„Charisma muss sich nicht auf großer Bühne entfalten. Das richtige Wort zur richtigen Zeit kann im kleinsten Kreis fallen.“

Als Frank-Walter Steinmeier im März sein Amtszimmer im Schloss Bellevue bezog, waren sich alle Parteien einig: Die Erwartungen an den Bundespräsidenten seien diesmal besonders groß, es seien schließlich besondere Zeiten. Es müssten Antworten her auf die Populisten, die Flüchtlingskrise, die Kriege und den Terrorismus. Wer sich nun nach 100 Tagen Steinmeiers im neuen Amt fragt, wo denn bitte dessen großes Thema bleibt, dem möchte man eine Gegenfrage stellen: Geht’s noch? Offensichtlich breitet sich in Deutschland ein gewaltiges Missverständnis aus – über die tatsächliche Aufgabe des Staatsoberhauptes.

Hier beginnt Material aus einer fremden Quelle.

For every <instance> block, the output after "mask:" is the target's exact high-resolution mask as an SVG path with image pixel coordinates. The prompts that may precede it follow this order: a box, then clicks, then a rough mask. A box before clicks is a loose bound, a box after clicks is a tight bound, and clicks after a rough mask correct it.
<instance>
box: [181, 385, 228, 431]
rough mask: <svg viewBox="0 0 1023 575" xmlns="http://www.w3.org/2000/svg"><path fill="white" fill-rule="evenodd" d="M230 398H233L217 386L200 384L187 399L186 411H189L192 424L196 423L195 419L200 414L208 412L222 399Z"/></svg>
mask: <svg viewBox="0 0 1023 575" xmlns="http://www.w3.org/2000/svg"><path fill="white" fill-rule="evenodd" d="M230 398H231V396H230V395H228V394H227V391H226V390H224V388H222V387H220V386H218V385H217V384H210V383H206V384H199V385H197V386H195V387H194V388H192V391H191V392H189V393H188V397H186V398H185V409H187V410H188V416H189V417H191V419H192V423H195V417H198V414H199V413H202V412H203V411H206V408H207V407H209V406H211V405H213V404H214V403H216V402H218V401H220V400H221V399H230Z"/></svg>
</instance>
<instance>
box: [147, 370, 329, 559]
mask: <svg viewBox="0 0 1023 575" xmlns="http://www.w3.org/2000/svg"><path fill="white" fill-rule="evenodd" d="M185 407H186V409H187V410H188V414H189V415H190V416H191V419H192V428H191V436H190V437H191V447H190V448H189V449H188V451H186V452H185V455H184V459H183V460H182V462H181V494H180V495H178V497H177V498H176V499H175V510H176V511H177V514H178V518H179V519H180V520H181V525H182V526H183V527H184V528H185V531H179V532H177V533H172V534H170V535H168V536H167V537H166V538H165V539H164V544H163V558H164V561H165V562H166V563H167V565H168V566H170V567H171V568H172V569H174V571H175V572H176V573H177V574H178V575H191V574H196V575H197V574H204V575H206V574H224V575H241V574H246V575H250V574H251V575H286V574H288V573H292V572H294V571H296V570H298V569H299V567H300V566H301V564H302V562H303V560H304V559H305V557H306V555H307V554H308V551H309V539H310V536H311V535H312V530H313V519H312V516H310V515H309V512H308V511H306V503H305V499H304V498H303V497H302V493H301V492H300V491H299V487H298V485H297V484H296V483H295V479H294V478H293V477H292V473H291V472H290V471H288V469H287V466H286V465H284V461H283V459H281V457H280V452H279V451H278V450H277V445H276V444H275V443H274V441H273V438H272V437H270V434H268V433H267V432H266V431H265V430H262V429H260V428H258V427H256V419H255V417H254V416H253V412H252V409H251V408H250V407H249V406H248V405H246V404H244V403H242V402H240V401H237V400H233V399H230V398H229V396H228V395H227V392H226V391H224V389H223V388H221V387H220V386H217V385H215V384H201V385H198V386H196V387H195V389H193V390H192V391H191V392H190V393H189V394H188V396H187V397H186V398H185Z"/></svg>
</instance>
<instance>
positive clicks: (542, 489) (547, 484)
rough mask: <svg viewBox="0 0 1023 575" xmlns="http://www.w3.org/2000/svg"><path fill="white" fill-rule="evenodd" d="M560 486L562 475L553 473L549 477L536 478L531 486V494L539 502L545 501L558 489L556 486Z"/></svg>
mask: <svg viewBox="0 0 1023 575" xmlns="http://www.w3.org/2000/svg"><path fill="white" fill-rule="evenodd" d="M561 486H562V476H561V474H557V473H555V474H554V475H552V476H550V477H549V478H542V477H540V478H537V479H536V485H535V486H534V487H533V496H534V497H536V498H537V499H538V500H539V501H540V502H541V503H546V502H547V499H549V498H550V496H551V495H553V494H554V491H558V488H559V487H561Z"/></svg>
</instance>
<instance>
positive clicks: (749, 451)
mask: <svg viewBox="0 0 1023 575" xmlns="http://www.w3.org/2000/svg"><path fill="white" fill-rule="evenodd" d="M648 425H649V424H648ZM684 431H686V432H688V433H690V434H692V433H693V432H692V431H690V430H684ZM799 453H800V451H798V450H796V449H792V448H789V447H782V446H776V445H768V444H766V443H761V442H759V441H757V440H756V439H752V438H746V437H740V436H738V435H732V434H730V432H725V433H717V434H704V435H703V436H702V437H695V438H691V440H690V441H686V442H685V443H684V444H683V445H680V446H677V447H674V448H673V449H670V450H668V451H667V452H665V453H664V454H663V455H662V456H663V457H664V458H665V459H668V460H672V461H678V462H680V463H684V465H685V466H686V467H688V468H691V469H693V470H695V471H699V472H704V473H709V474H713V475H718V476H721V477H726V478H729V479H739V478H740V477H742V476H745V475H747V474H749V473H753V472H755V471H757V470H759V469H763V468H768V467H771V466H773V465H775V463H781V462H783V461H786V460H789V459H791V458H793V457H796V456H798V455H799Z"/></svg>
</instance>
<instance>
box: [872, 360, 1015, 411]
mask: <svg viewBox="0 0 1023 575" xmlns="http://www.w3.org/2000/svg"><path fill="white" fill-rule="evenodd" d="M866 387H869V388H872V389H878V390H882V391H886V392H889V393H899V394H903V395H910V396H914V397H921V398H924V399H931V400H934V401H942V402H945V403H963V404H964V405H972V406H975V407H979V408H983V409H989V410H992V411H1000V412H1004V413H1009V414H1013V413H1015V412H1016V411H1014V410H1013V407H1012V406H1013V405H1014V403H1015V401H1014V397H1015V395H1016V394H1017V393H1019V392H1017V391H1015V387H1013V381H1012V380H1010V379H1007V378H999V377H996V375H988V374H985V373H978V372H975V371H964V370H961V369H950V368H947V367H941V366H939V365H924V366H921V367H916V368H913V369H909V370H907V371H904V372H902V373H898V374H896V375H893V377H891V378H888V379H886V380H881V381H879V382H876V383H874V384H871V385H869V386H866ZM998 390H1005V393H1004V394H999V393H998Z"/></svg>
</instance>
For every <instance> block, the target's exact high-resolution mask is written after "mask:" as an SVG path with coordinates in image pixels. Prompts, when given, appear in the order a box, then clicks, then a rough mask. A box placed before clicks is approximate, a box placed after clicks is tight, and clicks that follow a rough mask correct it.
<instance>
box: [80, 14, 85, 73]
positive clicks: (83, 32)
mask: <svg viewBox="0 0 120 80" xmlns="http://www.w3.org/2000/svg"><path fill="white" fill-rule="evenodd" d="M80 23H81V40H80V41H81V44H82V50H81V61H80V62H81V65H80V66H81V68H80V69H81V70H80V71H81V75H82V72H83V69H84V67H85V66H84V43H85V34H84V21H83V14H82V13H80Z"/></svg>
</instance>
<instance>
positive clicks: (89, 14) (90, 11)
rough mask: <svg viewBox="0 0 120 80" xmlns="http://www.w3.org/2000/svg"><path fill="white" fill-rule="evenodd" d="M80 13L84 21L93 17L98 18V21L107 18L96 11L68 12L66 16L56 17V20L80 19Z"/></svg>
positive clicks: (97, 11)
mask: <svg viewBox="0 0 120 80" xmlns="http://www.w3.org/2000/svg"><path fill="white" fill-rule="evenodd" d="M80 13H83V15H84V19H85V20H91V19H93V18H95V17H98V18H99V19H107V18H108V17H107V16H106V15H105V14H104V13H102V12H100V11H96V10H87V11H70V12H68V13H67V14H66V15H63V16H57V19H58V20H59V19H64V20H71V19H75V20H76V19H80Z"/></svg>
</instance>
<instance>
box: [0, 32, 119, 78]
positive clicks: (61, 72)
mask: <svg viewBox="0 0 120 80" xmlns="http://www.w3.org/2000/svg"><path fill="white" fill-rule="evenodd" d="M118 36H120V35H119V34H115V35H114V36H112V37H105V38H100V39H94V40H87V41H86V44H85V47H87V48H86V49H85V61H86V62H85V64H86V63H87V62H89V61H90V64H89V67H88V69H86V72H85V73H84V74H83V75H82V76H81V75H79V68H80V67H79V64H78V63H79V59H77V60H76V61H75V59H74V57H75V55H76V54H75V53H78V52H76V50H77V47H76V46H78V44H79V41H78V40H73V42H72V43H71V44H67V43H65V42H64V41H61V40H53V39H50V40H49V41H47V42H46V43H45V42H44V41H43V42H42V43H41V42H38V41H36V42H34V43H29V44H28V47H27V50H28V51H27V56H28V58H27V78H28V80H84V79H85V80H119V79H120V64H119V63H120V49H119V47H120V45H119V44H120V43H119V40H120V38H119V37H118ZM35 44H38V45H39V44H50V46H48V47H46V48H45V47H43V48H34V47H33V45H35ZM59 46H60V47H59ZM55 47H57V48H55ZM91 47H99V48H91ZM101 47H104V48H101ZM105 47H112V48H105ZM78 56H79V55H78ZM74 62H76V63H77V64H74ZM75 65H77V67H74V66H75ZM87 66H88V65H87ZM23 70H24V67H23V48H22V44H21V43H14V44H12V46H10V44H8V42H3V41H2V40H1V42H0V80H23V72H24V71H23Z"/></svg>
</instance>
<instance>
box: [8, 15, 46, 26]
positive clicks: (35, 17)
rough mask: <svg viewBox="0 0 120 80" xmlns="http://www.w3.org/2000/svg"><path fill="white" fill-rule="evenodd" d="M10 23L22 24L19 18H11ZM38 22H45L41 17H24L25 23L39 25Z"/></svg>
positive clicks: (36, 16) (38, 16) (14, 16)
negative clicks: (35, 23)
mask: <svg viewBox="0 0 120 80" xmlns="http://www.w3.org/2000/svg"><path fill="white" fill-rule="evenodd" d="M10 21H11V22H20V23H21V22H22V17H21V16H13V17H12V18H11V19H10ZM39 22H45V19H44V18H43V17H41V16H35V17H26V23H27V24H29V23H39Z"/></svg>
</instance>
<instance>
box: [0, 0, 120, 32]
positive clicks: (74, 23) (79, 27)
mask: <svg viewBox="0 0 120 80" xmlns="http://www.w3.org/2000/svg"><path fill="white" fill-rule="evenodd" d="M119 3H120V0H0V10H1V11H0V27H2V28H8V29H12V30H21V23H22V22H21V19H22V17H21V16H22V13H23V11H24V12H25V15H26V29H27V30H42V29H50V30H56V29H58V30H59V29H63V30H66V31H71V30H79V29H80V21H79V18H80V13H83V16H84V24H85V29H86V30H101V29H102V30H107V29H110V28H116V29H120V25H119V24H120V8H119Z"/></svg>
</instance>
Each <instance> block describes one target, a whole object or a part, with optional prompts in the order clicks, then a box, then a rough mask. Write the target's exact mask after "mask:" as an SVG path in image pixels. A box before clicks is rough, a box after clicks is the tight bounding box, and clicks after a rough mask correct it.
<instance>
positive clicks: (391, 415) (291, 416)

Dem Präsidenten wird gemeinhin zugeschrieben, er müsse über die Macht des Wortes verfügen, da er im Staatsgefüge sonst nicht viel zu sagen habe. Eine Botschaft müsse er verkaufen, so wie es etwa bei Roman Herzog („Durch Deutschland muss ein Ruck gehen“) der Fall war. Nun stand Steinmeier bislang nicht für die große Rede, sondern für das Wirken im Verborgenen – ein Diplomat, der stets die Grenzen des Machbaren im Blick behalten und gut zuhören musste. Wenn er sich diese Eigenschaften bewahrt, ist er ein Glücksfall für das Land. Das Grundgesetz überlässt dem Staatsoberhaupt große Freiheiten in der Ausgestaltung seiner Aufgabe. Steinmeier hat bisher vor allem eines getan: zugehört. Charisma muss sich nicht zwingend auf großer Bühne entfalten. Das richtige Wort zur richtigen Zeit kann im kleinsten Kreis fallen.